At his apartment, Lance placed the chip on a clip magnetized to the fridge. He told Evan and me that he wanted to see it to make sure he didn't ever put beer in the fridge again. I told him I was proud of him.

At home I called Mike and reported it went pretty well. He was also happy to hear I reconnected with Dad. Probably happier than me. Tonight was powerful. I was wondering how easily I would fall asleep. Despite how chaotic life had seemed to become, I tried to focus on the forward steps — Dad, Lance's AA meeting, my relationships at the station. I still couldn't sleep. I decided to write.

July 8

Lance attended his first meeting. I was proud. He was very scared, but I think he will fit in. The group seemed very welcoming. Lots of people with issues, but I think that lets everyone know they are not alone; they don't have to hide.

He has gone five days. That is a start. That's a big start. I'm glad Evan is there. He is probably a better influence than me. I was just a reminder of what he couldn't have.

 

My alarm would go off in less than seven hours. Since Mike and I have sex somewhat regularly, I don't often masturbate. I decided to take matters in hand. I was hoping it would help me sleep. I hadn't worked my dick solo in so long. It was nice. It felt both a bit lonely and yet also personal. My thoughts drifted to Mike. I momentarily envisioned that Cooper fellow from the meeting, but then went back to Mike. By now, I knew every inch of Mike's body. All the parts that were masculine to me penetrated my brain.

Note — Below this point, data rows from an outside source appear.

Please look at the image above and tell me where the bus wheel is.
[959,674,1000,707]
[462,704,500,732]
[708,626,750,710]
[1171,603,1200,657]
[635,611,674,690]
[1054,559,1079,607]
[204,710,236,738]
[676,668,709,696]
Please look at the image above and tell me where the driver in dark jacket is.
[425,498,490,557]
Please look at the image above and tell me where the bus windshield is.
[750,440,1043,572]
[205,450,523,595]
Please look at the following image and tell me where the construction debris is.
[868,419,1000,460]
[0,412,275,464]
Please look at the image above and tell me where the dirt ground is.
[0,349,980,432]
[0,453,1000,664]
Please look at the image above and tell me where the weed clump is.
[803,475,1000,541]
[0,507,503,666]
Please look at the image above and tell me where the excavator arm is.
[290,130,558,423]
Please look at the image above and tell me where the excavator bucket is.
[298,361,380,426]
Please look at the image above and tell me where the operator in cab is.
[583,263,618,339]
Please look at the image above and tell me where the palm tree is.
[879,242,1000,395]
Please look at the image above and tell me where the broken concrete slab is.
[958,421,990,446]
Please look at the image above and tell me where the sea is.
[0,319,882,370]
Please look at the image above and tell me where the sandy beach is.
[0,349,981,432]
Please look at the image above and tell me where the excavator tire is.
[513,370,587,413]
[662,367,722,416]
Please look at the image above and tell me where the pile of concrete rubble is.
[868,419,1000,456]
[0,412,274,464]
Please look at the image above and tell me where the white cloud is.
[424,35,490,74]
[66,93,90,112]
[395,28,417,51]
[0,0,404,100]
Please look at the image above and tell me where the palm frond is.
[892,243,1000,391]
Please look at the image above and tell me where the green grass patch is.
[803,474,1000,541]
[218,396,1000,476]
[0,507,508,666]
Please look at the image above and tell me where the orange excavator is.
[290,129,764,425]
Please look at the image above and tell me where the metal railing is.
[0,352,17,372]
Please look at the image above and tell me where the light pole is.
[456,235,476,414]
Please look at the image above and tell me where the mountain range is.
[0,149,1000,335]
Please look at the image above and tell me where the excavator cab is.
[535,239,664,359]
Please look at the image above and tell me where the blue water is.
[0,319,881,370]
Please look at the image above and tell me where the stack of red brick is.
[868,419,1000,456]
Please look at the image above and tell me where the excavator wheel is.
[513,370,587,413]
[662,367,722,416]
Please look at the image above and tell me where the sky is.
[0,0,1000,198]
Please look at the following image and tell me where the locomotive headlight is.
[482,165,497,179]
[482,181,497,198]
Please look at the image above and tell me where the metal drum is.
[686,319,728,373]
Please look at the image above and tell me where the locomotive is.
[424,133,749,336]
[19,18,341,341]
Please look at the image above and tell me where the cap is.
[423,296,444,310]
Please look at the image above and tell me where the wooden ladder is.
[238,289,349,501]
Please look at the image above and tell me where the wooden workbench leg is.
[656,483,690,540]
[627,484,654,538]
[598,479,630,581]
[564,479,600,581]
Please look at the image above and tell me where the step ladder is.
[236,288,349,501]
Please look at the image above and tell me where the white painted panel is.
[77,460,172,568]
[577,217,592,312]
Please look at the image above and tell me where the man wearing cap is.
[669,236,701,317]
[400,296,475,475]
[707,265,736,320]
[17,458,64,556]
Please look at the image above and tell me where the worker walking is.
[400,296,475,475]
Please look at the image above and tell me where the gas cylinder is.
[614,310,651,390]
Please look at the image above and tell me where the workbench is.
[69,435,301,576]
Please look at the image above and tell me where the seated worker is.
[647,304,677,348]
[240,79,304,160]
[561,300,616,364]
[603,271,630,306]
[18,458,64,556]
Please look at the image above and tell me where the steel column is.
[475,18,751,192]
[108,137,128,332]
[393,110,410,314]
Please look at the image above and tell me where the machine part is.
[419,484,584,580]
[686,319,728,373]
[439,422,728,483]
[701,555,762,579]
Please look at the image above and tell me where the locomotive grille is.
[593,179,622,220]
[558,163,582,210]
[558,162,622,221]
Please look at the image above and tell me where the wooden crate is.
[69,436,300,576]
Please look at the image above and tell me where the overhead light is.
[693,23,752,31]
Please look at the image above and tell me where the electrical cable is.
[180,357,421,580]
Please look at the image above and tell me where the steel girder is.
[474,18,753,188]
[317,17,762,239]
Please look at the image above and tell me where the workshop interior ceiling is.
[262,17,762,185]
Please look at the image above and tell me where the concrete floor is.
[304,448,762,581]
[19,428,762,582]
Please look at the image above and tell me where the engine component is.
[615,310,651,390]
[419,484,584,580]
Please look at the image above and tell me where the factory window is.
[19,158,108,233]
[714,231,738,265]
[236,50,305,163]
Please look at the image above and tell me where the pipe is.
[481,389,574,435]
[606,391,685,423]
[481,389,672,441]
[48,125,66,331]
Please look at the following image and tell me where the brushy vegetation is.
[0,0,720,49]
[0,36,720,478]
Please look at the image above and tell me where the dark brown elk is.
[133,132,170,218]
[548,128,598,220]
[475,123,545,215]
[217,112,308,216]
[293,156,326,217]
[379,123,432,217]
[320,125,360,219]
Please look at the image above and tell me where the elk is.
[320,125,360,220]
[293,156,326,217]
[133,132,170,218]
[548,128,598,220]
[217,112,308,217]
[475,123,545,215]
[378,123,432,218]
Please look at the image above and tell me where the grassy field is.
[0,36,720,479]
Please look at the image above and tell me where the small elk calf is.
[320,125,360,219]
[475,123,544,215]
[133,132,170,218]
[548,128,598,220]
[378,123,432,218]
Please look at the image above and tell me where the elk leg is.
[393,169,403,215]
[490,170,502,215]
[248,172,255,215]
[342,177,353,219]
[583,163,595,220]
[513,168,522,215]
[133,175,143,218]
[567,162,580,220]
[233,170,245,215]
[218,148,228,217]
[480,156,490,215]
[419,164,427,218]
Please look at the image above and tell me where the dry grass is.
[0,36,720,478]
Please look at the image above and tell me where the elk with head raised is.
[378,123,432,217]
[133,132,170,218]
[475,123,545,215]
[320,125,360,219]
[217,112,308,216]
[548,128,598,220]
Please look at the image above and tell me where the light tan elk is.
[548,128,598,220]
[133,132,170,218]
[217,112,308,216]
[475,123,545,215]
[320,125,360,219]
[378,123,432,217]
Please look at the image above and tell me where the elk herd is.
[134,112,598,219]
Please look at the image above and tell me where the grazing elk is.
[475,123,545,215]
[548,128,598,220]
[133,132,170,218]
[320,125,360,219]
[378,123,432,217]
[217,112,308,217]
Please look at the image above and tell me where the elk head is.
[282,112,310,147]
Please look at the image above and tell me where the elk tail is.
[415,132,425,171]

For some stupid reason I thought of Dad. While progress had been made, I knew he didn't understand. How long would the whole gay concept be a mystery?

I started to lose my erection.

My thoughts circled back to Mike. I told Dad he made me happy. He does. I felt happier because I knew it was "love happy" and not "sex happy." But the sex was good. Really good. Fucking good. I thought of fucking Mike. I thought of Mike fucking me. My grip on my dick mimicked the sensation of being inside his body. My fingers felt the soft, light hair on my chest. I envisioned the savage hair on his upper body and my fingers strolling through it all. My senses swam in everything Mike. I curled my tongue inside my mouth, pretending it wrapped around his cock. I was hard. I was hot. I was gay. I could feel my body luxuriate in all things male. My crotch throbbed. My breathing panted. My back arched and my ass lifted off the bed.

Cum shot all over me.

Five minutes after I wiped my chest, I drifted off.